Nachdem er vier Meilen in gleichmäßigem Tempo zurückgelegt hatte, ging er wieder bergan bis an die Klippen über dem wilderen Meer. Er schaute hinab und erblickte eine langgestreckte Sandbucht. Basstölpel und Möwen krallten sich ans Felsgestein, stiegen ab und zu auf und landeten dann wieder auf den Felsvorsprüngen. Vor ihm lag nur das Meer, das auf dieser Seite nie ruhig war, nie still. Die großen Brecher rollten einer nach dem anderen heran, schäumten in einer langen weißen Linie an den Strand. Über die Brandung und das Krächzen der Vögel hinweg hätte er seine eigene Stimme nicht gehört. Doch hier war auch niemand, mit dem er hätte sprechen können.
Er setzte sich auf einen Vorsprung und genoss die Aussicht. Der Himmel war milchig, die Luft frisch, aber nicht kalt. Und der Wind wehte. Wie immer hier.

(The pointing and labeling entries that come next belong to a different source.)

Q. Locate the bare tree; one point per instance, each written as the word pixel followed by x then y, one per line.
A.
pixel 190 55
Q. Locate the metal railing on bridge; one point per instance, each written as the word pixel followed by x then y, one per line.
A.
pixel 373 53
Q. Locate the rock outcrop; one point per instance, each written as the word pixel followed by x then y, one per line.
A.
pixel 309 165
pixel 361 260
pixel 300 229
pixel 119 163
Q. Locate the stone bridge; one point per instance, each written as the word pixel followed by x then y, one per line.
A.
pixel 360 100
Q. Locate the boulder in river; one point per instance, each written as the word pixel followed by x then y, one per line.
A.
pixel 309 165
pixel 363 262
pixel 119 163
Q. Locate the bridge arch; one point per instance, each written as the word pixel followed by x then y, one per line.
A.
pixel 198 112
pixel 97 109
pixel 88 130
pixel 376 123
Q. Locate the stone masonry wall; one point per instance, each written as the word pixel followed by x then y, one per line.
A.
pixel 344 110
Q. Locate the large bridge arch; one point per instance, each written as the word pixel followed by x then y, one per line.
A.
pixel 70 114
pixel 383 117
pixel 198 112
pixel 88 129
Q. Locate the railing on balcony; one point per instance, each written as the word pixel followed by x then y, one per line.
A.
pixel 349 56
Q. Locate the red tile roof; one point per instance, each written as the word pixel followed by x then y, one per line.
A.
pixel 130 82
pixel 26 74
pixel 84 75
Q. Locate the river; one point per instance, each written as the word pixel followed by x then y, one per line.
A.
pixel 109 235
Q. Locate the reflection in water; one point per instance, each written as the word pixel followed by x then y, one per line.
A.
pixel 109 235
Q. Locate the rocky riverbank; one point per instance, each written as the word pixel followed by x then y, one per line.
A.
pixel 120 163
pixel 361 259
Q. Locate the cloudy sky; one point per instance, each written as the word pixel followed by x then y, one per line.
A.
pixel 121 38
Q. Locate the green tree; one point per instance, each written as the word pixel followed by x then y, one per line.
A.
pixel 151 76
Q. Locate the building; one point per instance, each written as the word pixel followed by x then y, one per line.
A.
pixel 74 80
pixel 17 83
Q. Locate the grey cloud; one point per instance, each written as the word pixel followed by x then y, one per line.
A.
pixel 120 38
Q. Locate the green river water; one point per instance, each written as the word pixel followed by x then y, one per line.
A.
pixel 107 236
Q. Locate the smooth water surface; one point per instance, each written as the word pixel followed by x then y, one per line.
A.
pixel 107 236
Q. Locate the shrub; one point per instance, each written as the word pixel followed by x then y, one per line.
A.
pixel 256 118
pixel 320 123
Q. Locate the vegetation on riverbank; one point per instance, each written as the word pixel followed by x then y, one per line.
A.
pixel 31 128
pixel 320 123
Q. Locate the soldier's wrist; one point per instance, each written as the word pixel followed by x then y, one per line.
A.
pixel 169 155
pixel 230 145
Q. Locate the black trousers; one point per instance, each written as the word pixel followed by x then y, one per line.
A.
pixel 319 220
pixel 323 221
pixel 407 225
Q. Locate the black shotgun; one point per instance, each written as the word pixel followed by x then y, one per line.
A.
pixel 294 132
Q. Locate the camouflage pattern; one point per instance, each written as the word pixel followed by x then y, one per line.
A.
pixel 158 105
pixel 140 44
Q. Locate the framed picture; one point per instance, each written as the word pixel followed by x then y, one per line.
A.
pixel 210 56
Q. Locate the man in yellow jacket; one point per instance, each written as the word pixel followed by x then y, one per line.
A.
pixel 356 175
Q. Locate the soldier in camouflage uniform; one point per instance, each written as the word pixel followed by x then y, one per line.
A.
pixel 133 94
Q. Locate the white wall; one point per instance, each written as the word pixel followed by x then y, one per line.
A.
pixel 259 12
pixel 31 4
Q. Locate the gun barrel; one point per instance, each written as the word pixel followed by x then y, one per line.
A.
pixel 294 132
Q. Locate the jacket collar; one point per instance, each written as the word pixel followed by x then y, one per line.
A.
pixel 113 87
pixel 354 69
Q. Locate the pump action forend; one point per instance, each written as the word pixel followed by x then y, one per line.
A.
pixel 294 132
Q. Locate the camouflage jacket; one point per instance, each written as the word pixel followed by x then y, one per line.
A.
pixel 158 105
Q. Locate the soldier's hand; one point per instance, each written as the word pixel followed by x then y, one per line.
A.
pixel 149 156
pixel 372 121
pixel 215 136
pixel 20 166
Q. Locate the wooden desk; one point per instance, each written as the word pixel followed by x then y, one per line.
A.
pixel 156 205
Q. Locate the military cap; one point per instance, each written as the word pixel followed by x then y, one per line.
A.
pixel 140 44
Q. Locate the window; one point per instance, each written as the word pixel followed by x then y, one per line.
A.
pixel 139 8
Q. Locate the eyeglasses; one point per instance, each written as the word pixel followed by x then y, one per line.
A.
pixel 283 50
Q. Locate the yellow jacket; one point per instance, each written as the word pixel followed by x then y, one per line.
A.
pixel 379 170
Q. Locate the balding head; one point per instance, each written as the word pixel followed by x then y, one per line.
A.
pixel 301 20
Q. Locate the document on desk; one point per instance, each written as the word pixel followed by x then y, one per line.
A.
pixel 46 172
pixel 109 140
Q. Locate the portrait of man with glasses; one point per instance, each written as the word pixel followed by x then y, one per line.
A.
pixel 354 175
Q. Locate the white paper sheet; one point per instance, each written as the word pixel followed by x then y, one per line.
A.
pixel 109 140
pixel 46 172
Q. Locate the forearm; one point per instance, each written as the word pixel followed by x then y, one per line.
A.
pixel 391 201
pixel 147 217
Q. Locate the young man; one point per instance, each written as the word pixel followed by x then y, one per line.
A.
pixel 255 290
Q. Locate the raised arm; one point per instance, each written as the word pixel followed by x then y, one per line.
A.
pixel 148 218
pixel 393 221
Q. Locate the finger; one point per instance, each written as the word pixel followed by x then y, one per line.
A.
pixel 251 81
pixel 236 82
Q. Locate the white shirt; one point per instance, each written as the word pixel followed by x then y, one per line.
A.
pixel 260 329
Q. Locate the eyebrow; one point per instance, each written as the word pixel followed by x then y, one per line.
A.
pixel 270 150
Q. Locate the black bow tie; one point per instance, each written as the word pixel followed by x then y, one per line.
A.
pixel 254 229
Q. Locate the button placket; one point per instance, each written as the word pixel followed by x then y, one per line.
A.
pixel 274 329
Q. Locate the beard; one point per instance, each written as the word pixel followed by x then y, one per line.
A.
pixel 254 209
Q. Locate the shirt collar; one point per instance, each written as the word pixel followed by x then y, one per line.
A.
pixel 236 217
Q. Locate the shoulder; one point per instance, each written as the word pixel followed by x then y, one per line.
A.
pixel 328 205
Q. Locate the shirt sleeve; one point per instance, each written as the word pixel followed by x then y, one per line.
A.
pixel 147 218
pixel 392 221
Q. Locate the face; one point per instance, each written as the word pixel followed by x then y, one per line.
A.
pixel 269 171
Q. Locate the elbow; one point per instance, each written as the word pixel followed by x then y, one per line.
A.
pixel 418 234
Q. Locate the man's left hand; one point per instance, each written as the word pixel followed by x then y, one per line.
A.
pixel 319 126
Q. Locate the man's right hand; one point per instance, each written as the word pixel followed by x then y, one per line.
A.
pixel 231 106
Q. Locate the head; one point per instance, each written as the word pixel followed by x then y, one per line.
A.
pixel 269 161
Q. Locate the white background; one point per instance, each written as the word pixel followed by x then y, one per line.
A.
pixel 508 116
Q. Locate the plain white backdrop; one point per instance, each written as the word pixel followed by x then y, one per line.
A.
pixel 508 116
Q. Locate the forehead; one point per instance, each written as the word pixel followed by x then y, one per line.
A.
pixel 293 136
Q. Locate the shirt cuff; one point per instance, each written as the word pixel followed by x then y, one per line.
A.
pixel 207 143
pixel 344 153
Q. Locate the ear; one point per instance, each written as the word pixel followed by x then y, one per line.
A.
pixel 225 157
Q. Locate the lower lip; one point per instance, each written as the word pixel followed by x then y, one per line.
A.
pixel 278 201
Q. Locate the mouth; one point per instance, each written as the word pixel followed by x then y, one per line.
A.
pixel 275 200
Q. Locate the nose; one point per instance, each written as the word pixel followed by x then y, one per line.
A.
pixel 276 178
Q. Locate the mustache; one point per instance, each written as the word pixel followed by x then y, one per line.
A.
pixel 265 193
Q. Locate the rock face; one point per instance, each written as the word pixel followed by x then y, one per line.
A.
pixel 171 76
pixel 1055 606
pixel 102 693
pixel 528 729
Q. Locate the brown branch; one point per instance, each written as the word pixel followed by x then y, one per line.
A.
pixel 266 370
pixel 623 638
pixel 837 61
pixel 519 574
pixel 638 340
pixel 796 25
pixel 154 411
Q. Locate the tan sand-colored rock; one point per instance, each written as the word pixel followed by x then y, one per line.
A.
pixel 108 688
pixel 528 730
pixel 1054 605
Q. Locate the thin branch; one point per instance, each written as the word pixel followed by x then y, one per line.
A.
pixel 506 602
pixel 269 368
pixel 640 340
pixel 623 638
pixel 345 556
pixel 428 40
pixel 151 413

Er wusste nicht, ob er je an einem schöneren Fleck gewesen war – vielleicht nicht. Ihm ging das Herz auf. Er liebte die Einsamkeit, die Wildnis, die ständige Bewegung von Wolken, Meer und Dünengras, das Auf und Ab der Vögel. Wie ihn das alles einsaugte, von seiner Gegenwart jedoch keine Notiz nahm.
Die andere Seite der Insel war sanfter, geschützter, näher am Wasser, obwohl der Wind auch hier heulen und toben konnte und das Meer manchmal so rau war, dass die Boote tagelang im Hafen festsaßen und der Fährbetrieb eingestellt wurde.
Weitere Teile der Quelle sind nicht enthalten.